I am a tabby & white kitty living in Australia. I have a website with lots of photos of me and other cats. http://mouserspage.cjb.net
Today I am adding some more pictures.
How does this poll thing work? I will test it out.
Have a nice day


----------



## Aonir (Aug 18, 2003)

I'll post a pic for you..








Aren't those kitties just precious??

Welcome to CatForum


----------



## Ioana (Jul 12, 2003)

Welcome to Catforum  Mouser


----------



## Heather102180 (Nov 19, 2003)

I enjoyed the site. The pics of three cats all huddled together is just way too cute!!!!!


----------



## kristi (Sep 19, 2003)

I love him, very sweet! I admire your courage using the poll! :lol:


----------



## kitkat (Sep 22, 2003)

Your kitties are very very cute, love em hehe but not more than my own of course! Here's their link in this forum

http://www.catforum.com/viewtopic.php?t=1847

I like pics of your cats when they are lying together, its so sweet! 

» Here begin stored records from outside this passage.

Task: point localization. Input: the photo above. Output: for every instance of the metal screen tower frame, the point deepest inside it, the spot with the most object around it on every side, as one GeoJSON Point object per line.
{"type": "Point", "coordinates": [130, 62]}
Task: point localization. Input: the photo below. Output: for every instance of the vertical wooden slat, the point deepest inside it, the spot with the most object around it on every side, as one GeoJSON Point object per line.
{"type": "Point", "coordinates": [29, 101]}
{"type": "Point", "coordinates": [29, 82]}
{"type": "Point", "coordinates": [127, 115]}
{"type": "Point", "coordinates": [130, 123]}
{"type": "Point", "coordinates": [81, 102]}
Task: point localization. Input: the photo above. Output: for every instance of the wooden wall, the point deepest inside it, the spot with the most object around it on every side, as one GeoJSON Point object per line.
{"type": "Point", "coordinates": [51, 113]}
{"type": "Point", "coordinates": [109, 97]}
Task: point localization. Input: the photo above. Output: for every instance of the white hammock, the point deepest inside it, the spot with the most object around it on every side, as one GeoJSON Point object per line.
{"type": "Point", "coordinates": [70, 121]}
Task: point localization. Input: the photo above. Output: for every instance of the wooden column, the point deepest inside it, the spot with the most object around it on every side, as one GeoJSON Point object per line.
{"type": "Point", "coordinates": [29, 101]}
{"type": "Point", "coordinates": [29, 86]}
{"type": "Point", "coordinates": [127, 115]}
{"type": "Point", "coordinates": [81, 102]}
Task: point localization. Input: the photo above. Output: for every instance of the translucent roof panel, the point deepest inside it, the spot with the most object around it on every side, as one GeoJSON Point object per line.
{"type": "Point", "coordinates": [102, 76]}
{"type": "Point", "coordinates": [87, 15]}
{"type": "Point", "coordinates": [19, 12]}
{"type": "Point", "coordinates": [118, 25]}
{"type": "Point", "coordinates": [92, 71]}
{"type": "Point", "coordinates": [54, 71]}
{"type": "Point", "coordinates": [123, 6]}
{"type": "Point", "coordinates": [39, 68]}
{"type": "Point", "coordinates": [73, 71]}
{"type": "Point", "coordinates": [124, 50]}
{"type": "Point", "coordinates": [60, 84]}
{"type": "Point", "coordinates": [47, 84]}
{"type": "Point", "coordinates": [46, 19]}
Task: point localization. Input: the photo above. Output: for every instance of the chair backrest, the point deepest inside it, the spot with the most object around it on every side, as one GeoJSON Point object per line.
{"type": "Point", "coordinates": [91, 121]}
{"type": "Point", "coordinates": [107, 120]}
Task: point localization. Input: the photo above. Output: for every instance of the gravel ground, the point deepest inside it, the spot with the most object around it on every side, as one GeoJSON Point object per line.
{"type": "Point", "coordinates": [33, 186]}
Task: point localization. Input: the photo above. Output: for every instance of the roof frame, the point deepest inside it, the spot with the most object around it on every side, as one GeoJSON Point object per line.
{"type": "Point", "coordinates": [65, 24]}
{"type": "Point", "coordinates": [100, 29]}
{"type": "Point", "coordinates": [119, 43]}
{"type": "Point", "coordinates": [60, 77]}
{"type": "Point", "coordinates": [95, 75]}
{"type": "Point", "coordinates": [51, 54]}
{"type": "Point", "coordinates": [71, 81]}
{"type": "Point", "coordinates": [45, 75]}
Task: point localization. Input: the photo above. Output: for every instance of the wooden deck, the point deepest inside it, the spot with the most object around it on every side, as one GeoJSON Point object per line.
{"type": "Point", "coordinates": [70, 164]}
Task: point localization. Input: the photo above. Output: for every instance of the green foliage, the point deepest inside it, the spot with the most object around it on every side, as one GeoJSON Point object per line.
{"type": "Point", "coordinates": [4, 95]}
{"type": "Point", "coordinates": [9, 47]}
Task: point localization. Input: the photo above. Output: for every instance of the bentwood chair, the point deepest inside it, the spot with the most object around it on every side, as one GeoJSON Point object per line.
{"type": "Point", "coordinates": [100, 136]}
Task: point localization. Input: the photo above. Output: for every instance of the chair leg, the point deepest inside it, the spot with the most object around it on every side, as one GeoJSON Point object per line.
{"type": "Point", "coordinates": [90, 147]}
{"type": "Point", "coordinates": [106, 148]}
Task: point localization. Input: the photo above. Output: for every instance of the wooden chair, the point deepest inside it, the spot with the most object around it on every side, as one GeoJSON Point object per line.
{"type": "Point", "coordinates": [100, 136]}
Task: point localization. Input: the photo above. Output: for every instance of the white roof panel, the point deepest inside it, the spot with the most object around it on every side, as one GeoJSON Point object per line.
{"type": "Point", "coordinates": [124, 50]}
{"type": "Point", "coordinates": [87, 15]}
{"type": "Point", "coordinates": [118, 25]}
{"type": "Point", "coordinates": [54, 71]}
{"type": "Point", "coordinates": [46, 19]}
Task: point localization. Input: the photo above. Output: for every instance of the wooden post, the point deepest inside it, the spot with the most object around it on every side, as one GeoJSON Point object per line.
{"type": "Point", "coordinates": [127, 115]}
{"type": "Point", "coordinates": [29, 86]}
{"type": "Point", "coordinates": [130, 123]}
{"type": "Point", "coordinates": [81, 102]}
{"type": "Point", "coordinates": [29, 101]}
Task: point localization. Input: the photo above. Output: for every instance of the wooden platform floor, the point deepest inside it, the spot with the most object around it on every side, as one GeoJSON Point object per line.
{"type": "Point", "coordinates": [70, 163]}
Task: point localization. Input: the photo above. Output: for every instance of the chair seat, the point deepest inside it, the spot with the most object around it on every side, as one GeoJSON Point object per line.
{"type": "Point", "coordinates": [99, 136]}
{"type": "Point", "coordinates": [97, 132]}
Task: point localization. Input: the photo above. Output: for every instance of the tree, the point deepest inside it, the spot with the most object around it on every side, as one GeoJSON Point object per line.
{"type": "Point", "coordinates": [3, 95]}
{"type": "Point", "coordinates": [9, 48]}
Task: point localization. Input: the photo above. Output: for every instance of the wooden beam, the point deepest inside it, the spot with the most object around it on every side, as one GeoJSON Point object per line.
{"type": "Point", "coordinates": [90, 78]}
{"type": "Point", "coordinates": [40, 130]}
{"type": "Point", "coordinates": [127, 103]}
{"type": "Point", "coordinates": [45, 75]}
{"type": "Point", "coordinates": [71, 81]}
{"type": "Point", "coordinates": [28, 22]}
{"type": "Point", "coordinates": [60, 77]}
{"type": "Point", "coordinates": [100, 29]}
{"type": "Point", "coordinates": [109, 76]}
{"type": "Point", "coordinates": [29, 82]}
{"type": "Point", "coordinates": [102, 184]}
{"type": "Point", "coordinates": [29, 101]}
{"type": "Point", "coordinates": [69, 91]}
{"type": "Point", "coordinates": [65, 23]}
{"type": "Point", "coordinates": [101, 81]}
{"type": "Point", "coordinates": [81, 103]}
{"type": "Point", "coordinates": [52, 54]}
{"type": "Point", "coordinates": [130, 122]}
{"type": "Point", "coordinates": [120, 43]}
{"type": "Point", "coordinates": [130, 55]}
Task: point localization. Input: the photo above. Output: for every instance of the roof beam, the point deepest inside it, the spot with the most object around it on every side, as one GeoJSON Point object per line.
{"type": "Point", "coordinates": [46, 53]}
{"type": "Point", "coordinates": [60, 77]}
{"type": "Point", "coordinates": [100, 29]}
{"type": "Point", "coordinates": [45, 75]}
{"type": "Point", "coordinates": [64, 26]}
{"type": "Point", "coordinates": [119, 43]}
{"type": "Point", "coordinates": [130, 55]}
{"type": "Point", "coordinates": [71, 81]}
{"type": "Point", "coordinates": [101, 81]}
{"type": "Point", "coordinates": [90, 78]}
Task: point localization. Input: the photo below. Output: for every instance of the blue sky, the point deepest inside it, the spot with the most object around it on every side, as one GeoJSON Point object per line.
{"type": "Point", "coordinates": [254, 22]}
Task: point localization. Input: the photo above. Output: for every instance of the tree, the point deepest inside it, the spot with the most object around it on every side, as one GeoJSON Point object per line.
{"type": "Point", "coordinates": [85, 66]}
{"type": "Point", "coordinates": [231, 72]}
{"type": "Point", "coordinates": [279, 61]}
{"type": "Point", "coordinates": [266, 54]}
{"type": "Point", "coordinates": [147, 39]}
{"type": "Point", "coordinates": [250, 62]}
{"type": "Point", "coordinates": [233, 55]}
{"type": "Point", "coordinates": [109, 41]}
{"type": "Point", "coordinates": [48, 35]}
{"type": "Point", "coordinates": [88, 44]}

Btw, welcome to the forum!


----------



## Mouser (Nov 30, 2003)

kitkat said:


> Your kitties are very very cute, love em hehe but not more than my own of course! Here's their link in this forum
> 
> http://www.catforum.com/viewtopic.php?t=1847


Those kittes are beautiful. Twinkie is great! Long live Twinkie!


----------



## Jeanie (Jun 18, 2003)

Welcome, Mouser! Of course your cats are cute. We're happy to have you join us. Enjoy!


----------